First, the value of $\phi$. We have $\phi=\angle SGE=\angle AGE-\angle AGS=\arcsin ({AE\over AG})-\arcsin({y_0\over AG})+{n\pi\over 2}$ on the left-hand side, and $\phi=\angle TLN=\arcsin({y_1\over LK})+{n\pi\over 2}$. Then, use $n\in \{0,1,2,3\}$, set for the correct offset to place $E$ and $N$ in the correct quadrant relative to $G$ and $L$.

Now we need only calculate $\rho$ based on $\theta$.

Note that $B,D,E,M,Q$ are points chosen so that the angles at each point are $90^\circ$. Then we have similar triangles $\Delta CGE,\Delta CFD,\Delta CHB$ and $\Delta LMR,\Delta NQL,\Delta PMN,\Delta PQR$.

Then we have $BH^2=AH^2-AB^2$. $AB=AE-EC-CB$, and $EC=CG\sin\theta=EG\tan\theta,{BH\over EG}={CH\over CG}, {CB\over CE}={CH\over CG}$. Applying the ratios and other substitutions, we can arrive at

$$CH=\sqrt{AE^2-(AE-EG\tan\theta)^2\cos^2\theta}+(AE-EG\tan\theta)\sin\theta$$

Then, we can say

$$\rho=EG\sec\theta+CH$$

The other two formulas are highly similar, with a $-$ on the $\sin$ term, and without a $GC$ initial offset for the right-hand case.

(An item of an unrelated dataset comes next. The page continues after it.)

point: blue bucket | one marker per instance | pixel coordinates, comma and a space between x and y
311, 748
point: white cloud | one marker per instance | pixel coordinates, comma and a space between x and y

Applying this formula to the original question involving $\eta(\rho,\theta)$, we arrive at the following for waves further out than the polar origin:

$$\eta(\rho,\theta)=\alpha\sin\left(\omega\rho\left(\sqrt{KN^2-(KN-KL)^2\cos^2\theta}-(KN-KL)\sin\theta\right)\right)$$

I think the volume of work required to achieve this result, as well as the complexity of the equation itself, are evidence enough that it is better to translate to Cartesian coordinates prior to applying a linear translation to the center of the object being graphed.

Answer 2

When transforming to and from alternate coordinate systems, it is often optional to match the origin of a non-Cartesian system with the Cartesian origin. In fact, it is very often desirable to recenter other coordinate systems to make the equations easier in the alternate system, and thus easier to translate back to Cartesian equations. In the final translation, all that is usually required is an offset to the origin which is very easy to do in the Cartesian system, but very difficult in almost all other systems.

Considering the problem you have posed: you have essentially asked for the equation of a circle in polar coordinates (usually $r=c$ for some constant $c$ satisfies this), but with the center of the circle not at the polar origin. Then you have an exceptionally difficult equation and set of constraints to work out.

The Polar version is much more complicated than asking the question "how do I write the equation of a circle in polar coordinates?" and making a note to center the polar origin at an offset relative to the Cartesian system, then applying the offset after translating your equation to Cartesian.

With a center offset applied to a circle in Cartesian coordinates, we have the standard equation $x^2+y^2=r^2$, which is the same as saying $\sqrt{x^2+y^2}=r$. Moving the center of the circle is a simple matter of applying the offsets directly to $x$ and $y$ as $x-x_0$ and $y-y_0$.

Thus, the final form of your equation in Cartesian would be the following:

$$\eta(\rho=\{x,y\})=A\sin\left(\omega \sqrt{(x-x_0)^2+(y-y_0)^2}\right)\tag{1}$$

where $\rho$ is treated as a 2D vector.